For 55 years, SeaWorld has been a leader in the rescue and rehabilitation of marine and terrestrial animals, having now rescued more than 36,000 animals since the first SeaWorld Park opened in 1964.

More important than the number 36,000 is SeaWorld’s commitment to protect and rescue animals in need. SeaWorld’s work supports a network of dedicated rescue experts, animal care specialists and veterinarians who work tirelessly to give ill, injured, orphaned or abandoned animals a second chance at life.

“SeaWorld’s work rescuing and rehabilitating wild animals is of the highest calibre and the reason why the rescue team has been a long-standing and valuable partner,” said Donna Wieting Director of NOAA Fisheries' Office of Protected Resources. “We also value SeaWorld’s mission to educate the public about marine wildlife conservation and the role they play in protecting animal habitats.”

One animal recently cared for by SeaWorld is Bingley, a male manatee. Bingley was rescued by the Florida Fish and Wildlife Conservation Commission (FWC) earlier this year and transported to SeaWorld Orlando for rehabilitation due to pneumothorax, an injury to the animal’s lung often caused by a boat strike.
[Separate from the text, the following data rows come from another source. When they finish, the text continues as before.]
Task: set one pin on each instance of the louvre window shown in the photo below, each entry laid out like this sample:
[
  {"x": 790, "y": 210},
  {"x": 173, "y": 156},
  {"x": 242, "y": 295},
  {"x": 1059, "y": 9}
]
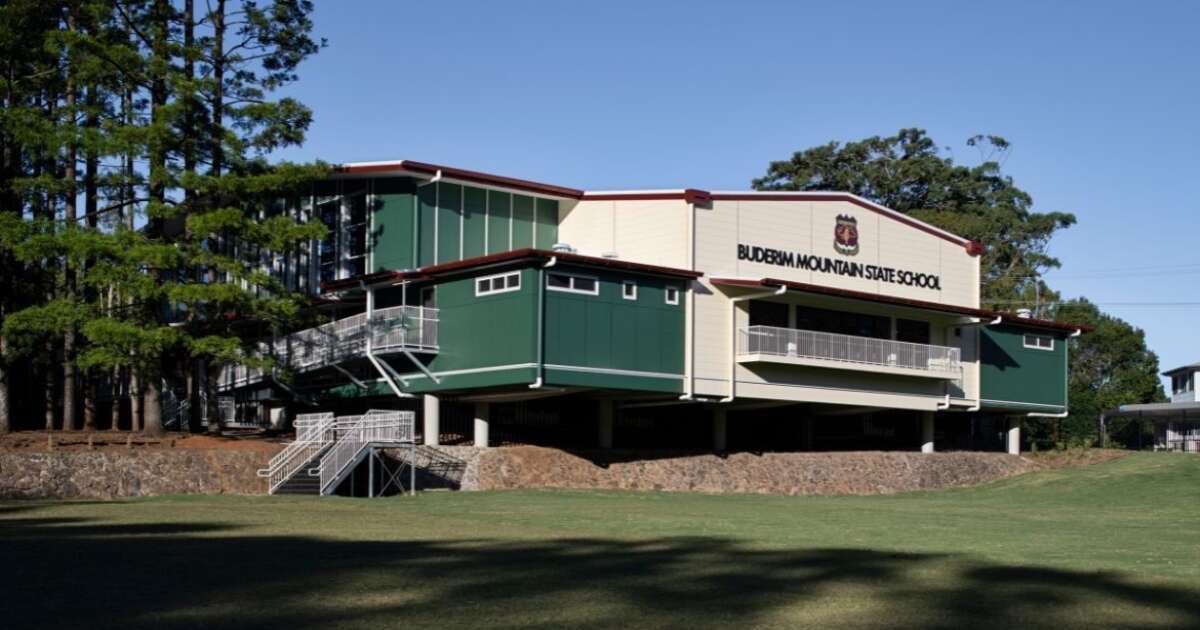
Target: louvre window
[
  {"x": 498, "y": 283},
  {"x": 563, "y": 282}
]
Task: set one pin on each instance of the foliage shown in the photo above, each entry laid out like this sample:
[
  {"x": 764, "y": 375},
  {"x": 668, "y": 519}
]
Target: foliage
[{"x": 909, "y": 173}]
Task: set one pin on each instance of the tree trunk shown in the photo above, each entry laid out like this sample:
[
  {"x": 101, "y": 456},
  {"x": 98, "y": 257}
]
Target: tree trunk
[
  {"x": 153, "y": 403},
  {"x": 135, "y": 400}
]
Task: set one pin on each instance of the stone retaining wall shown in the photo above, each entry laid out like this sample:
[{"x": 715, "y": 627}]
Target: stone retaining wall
[
  {"x": 143, "y": 473},
  {"x": 139, "y": 473},
  {"x": 773, "y": 473}
]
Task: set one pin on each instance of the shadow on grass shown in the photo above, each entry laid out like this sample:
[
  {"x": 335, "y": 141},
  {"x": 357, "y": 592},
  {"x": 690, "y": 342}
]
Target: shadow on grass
[{"x": 73, "y": 574}]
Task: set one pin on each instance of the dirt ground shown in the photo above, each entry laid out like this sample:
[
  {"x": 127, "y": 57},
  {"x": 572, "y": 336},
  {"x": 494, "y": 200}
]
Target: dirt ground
[{"x": 42, "y": 441}]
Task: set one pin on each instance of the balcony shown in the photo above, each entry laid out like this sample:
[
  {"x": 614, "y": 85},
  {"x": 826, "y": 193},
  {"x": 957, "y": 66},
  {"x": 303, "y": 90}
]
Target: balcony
[
  {"x": 846, "y": 352},
  {"x": 391, "y": 330}
]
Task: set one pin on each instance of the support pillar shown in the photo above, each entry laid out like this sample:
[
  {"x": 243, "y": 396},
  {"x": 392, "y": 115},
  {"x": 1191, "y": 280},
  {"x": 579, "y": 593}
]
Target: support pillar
[
  {"x": 483, "y": 418},
  {"x": 1013, "y": 438},
  {"x": 807, "y": 433},
  {"x": 927, "y": 432},
  {"x": 607, "y": 413},
  {"x": 720, "y": 417},
  {"x": 432, "y": 417}
]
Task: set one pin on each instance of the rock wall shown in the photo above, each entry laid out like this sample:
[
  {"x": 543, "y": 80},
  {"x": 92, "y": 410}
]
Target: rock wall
[
  {"x": 139, "y": 473},
  {"x": 772, "y": 473}
]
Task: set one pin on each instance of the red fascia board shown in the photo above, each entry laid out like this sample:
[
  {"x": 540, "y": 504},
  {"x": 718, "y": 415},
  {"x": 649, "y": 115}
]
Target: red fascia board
[
  {"x": 1008, "y": 318},
  {"x": 467, "y": 175},
  {"x": 527, "y": 253}
]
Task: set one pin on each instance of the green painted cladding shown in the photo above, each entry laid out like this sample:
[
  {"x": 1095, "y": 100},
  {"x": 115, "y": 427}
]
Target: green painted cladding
[
  {"x": 426, "y": 217},
  {"x": 499, "y": 221},
  {"x": 546, "y": 223},
  {"x": 1015, "y": 377},
  {"x": 624, "y": 342},
  {"x": 493, "y": 337},
  {"x": 454, "y": 222},
  {"x": 449, "y": 233},
  {"x": 474, "y": 222},
  {"x": 391, "y": 232},
  {"x": 522, "y": 221}
]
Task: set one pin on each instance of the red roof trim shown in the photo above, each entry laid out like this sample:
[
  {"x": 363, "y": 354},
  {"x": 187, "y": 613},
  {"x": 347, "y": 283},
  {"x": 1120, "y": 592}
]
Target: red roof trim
[
  {"x": 1008, "y": 318},
  {"x": 528, "y": 253},
  {"x": 549, "y": 190},
  {"x": 695, "y": 196}
]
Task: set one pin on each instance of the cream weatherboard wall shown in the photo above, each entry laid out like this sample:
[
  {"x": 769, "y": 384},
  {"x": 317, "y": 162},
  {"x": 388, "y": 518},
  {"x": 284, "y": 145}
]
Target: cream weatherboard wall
[
  {"x": 808, "y": 227},
  {"x": 652, "y": 232}
]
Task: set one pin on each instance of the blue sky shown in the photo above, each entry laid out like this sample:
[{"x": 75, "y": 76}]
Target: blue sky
[{"x": 1099, "y": 100}]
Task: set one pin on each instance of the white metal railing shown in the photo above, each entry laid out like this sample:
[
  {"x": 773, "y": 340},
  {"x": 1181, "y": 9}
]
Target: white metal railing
[
  {"x": 396, "y": 328},
  {"x": 313, "y": 433},
  {"x": 353, "y": 433},
  {"x": 847, "y": 348}
]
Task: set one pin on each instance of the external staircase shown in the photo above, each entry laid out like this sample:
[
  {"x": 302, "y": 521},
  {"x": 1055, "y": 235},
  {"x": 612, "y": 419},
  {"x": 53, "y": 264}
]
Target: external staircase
[{"x": 329, "y": 449}]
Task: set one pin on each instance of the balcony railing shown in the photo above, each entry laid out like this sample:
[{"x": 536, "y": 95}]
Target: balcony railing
[
  {"x": 882, "y": 355},
  {"x": 393, "y": 329}
]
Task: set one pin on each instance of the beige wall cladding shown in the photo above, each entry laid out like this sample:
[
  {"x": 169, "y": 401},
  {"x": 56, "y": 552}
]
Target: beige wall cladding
[{"x": 653, "y": 232}]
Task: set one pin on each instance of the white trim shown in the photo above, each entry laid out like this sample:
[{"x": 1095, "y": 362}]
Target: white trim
[
  {"x": 666, "y": 294},
  {"x": 1025, "y": 342},
  {"x": 595, "y": 291},
  {"x": 493, "y": 276},
  {"x": 613, "y": 371},
  {"x": 625, "y": 283}
]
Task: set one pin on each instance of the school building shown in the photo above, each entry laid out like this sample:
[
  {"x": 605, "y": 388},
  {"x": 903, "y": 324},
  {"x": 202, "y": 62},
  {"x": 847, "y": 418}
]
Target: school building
[{"x": 505, "y": 311}]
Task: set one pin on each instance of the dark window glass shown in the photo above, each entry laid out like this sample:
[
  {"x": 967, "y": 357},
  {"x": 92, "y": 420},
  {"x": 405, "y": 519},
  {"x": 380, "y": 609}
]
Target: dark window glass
[
  {"x": 912, "y": 331},
  {"x": 763, "y": 313}
]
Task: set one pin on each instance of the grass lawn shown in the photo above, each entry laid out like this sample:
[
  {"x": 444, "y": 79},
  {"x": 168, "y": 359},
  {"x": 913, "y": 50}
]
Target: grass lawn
[{"x": 1113, "y": 545}]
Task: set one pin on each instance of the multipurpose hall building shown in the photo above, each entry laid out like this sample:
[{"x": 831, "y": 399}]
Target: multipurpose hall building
[{"x": 505, "y": 311}]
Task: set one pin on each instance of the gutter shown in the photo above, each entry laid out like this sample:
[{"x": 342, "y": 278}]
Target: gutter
[
  {"x": 541, "y": 322},
  {"x": 733, "y": 335}
]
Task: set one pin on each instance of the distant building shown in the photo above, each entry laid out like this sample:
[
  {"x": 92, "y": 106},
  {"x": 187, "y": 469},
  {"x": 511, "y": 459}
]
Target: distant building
[{"x": 1176, "y": 423}]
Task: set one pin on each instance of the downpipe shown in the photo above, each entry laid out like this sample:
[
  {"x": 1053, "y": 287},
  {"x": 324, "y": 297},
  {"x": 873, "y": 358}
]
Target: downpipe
[
  {"x": 541, "y": 323},
  {"x": 733, "y": 336}
]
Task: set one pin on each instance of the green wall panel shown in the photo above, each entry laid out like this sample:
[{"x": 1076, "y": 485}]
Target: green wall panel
[
  {"x": 391, "y": 233},
  {"x": 611, "y": 333},
  {"x": 522, "y": 221},
  {"x": 427, "y": 215},
  {"x": 1013, "y": 373},
  {"x": 499, "y": 214},
  {"x": 474, "y": 221},
  {"x": 449, "y": 222},
  {"x": 547, "y": 223}
]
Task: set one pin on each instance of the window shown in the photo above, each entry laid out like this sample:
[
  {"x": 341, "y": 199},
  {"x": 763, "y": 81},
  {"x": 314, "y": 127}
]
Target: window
[
  {"x": 912, "y": 331},
  {"x": 498, "y": 283},
  {"x": 587, "y": 286},
  {"x": 629, "y": 289},
  {"x": 671, "y": 294},
  {"x": 763, "y": 313},
  {"x": 1041, "y": 342}
]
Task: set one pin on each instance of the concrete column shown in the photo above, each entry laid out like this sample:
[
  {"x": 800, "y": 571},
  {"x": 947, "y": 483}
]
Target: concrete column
[
  {"x": 607, "y": 413},
  {"x": 719, "y": 429},
  {"x": 1013, "y": 441},
  {"x": 483, "y": 417},
  {"x": 432, "y": 417},
  {"x": 927, "y": 432}
]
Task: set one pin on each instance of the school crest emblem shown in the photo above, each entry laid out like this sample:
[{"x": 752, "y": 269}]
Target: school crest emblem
[{"x": 845, "y": 235}]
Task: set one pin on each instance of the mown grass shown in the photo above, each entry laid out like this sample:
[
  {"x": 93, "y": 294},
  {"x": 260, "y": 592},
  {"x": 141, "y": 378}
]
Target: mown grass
[{"x": 1113, "y": 545}]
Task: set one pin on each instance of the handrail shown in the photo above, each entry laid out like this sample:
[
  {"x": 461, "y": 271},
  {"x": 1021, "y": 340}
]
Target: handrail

SeaWorld’s team of animal care experts and world-renowned veterinarians spent five months providing specialized care to Bingley before the FWC determined he could be released off the coast of Florida.

“Our teams remain on the frontlines of marine mammal rescue because of our enduring commitment to supporting rescue, rehabilitation and return,” said Jon (JP) Peterson, Senior Leader of Zoological Operations at SeaWorld Orlando. “In a perfect world, animals would never need to be rescued, but until that changes, our teams will continue to work closely with our partners to help save these animals.”
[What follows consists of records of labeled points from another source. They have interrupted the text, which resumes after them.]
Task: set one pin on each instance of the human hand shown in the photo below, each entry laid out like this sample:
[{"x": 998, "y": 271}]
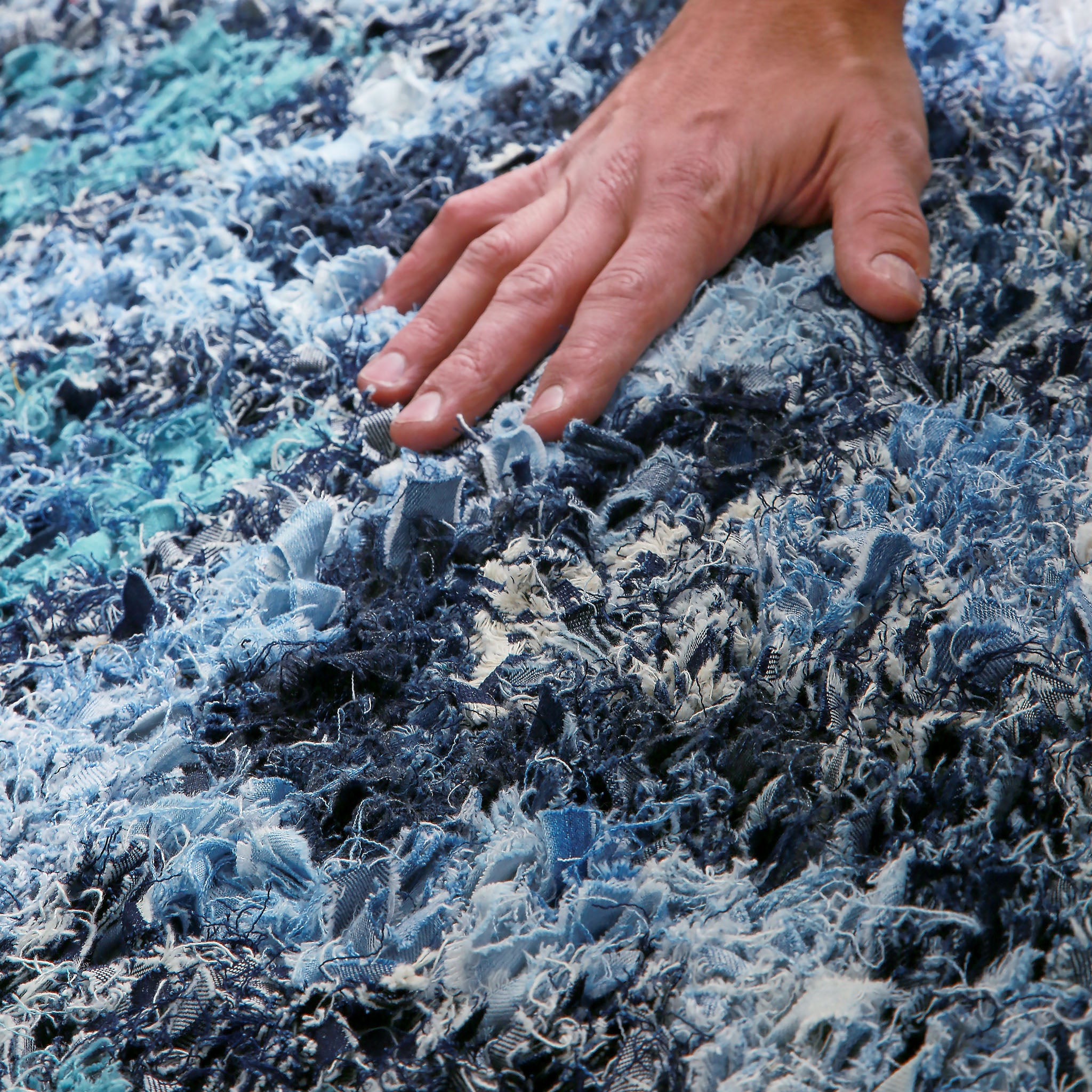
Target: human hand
[{"x": 745, "y": 113}]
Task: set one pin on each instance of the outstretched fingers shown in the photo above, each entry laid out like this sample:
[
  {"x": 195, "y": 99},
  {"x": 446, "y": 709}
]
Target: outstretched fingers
[
  {"x": 638, "y": 295},
  {"x": 462, "y": 219},
  {"x": 529, "y": 314},
  {"x": 881, "y": 242},
  {"x": 451, "y": 311}
]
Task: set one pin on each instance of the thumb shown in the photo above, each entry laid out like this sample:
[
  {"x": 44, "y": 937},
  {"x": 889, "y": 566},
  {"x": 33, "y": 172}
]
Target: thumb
[{"x": 881, "y": 243}]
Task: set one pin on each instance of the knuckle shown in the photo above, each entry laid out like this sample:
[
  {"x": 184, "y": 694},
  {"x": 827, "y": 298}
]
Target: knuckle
[
  {"x": 619, "y": 179},
  {"x": 423, "y": 332},
  {"x": 693, "y": 176},
  {"x": 458, "y": 212},
  {"x": 532, "y": 282},
  {"x": 472, "y": 372},
  {"x": 493, "y": 251},
  {"x": 625, "y": 282}
]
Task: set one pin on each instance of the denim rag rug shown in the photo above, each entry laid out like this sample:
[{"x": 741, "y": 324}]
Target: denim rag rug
[{"x": 735, "y": 743}]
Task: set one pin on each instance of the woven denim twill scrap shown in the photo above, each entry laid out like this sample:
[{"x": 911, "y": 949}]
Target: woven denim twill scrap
[{"x": 736, "y": 742}]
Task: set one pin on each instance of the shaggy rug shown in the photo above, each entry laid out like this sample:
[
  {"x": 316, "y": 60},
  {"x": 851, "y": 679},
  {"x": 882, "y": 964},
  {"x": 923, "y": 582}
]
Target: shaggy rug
[{"x": 737, "y": 742}]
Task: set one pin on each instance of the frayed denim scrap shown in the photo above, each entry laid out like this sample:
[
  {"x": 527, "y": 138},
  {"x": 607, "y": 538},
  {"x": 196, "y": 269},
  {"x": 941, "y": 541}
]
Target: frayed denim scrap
[{"x": 735, "y": 741}]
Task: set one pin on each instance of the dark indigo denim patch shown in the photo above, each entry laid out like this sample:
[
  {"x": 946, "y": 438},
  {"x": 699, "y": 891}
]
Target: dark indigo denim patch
[{"x": 735, "y": 742}]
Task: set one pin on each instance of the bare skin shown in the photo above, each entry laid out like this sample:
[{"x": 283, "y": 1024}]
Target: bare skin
[{"x": 745, "y": 113}]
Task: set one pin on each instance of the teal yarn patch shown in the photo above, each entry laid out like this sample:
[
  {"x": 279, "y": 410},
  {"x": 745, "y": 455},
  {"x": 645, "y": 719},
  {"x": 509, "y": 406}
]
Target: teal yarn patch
[{"x": 161, "y": 116}]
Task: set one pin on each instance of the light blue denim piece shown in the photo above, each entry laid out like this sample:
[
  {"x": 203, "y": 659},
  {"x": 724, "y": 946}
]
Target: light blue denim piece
[{"x": 749, "y": 778}]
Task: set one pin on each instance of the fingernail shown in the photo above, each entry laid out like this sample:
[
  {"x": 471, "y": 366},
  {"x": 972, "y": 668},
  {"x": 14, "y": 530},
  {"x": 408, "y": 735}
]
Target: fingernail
[
  {"x": 423, "y": 408},
  {"x": 901, "y": 275},
  {"x": 387, "y": 368},
  {"x": 549, "y": 401}
]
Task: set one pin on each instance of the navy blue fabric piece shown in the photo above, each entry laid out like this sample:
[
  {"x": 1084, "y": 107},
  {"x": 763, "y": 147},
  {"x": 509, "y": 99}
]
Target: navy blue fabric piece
[{"x": 738, "y": 741}]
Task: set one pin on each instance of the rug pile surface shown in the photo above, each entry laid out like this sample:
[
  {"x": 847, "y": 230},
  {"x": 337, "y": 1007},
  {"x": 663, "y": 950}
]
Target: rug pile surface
[{"x": 735, "y": 743}]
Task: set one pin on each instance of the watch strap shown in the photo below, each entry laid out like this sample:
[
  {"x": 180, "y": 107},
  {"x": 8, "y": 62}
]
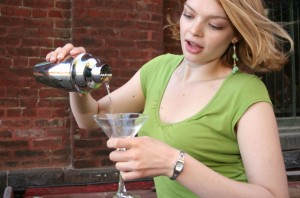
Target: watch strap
[{"x": 179, "y": 162}]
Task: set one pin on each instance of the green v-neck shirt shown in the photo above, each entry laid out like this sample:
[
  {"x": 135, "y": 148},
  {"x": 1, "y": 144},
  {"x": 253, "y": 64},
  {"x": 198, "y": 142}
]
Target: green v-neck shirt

Other stories include Cinder and Tyonek; a northern sea otter pup and endangered baby beluga whale who were both orphaned and later rescued by the team at Alaska SeaLife Center. Once stabilized, Cinder was brought to SeaWorld San Diego where she is receiving around the clock care and Tyonek has a new home at SeaWorld San Antonio where he’s growing quickly.

Guests can make a difference and support the efforts of the SeaWorld Recue team when they visit any of the three SeaWorld parks in Orlando, Florida; San Diego, California; and San Antonio, Texas. Every SeaWorld ticket purchase helps fund the organization’s wildlife rescue and rehabilitation operations, habitat protections, and ocean health initiatives. To raise awareness for the importance of animal rescue and care, all three SeaWorld parks will host events this weekend (16-17 November) to give guests the opportunity to interact with animal rescue and rehabilitation team members and learn more about how animals are cared for at SeaWorld.
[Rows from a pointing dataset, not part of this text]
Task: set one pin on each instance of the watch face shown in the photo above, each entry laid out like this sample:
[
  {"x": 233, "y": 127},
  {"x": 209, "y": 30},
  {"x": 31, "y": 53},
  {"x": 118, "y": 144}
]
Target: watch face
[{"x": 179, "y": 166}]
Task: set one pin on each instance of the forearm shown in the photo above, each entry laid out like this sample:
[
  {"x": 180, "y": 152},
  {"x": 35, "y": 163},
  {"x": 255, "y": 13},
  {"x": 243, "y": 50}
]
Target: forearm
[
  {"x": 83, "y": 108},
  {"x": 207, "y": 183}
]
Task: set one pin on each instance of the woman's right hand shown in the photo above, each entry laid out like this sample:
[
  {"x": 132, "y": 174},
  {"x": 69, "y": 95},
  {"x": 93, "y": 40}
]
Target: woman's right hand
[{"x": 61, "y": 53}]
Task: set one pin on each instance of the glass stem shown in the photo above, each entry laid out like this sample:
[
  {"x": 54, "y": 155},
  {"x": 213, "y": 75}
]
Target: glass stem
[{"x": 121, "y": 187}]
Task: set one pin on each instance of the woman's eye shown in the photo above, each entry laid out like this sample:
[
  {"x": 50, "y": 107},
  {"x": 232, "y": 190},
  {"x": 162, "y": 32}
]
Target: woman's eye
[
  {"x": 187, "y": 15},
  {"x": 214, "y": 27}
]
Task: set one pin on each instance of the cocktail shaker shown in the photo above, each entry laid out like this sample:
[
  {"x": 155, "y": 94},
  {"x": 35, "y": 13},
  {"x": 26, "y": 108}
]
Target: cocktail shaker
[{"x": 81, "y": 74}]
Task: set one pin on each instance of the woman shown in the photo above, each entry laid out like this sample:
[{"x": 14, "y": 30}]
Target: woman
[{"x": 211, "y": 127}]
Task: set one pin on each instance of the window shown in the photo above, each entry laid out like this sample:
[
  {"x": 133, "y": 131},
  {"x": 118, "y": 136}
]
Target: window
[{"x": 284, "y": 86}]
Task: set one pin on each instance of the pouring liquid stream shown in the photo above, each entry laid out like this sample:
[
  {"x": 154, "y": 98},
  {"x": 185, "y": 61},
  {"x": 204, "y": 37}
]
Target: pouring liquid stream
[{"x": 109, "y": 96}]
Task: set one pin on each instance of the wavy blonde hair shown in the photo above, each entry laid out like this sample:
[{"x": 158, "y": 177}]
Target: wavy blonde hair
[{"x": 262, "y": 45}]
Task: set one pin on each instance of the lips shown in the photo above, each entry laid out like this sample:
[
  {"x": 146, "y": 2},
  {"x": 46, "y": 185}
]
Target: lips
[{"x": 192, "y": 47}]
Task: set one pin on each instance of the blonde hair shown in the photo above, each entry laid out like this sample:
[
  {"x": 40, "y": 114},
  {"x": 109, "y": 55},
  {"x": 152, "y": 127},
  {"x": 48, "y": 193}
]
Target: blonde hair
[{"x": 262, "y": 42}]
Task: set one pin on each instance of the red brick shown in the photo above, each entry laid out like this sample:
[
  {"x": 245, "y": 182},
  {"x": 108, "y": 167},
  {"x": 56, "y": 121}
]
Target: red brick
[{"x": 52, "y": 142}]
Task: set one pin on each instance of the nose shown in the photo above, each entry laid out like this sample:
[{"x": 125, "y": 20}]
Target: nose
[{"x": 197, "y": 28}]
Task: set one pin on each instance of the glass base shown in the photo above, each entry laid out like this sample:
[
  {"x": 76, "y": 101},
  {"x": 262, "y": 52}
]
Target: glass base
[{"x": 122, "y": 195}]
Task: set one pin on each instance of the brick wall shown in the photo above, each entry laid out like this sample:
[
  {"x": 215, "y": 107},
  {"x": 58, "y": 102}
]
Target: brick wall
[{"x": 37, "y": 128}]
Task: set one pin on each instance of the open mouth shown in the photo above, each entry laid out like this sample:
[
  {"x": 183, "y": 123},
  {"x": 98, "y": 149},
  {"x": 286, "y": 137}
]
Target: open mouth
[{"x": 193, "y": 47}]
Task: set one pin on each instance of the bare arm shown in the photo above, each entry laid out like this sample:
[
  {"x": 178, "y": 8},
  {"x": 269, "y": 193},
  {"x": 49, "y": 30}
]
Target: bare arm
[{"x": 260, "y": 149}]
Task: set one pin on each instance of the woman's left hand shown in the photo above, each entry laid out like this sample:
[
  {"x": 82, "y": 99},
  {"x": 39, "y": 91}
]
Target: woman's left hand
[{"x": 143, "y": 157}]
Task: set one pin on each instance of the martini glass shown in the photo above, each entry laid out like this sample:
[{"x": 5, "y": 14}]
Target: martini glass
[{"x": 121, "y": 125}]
In additional to its animal rescue work, SeaWorld leads a broad conservation effort that makes significant contributions to marine animal research, education, and habitat protection. To date, SeaWorld and its Conservation Fund have supported more than 1,200 animal conservation projects on all seven continents, including coral reef restoration, preventing coastal erosion, habitat protection and keeping our oceans clean. And inside its parks, SeaWorld lives its conservation values in a number of ways, including the elimination of single-use plastic straws and coffee stirrers, plastic shopping bags and use of 100 percent recyclable dinnerware.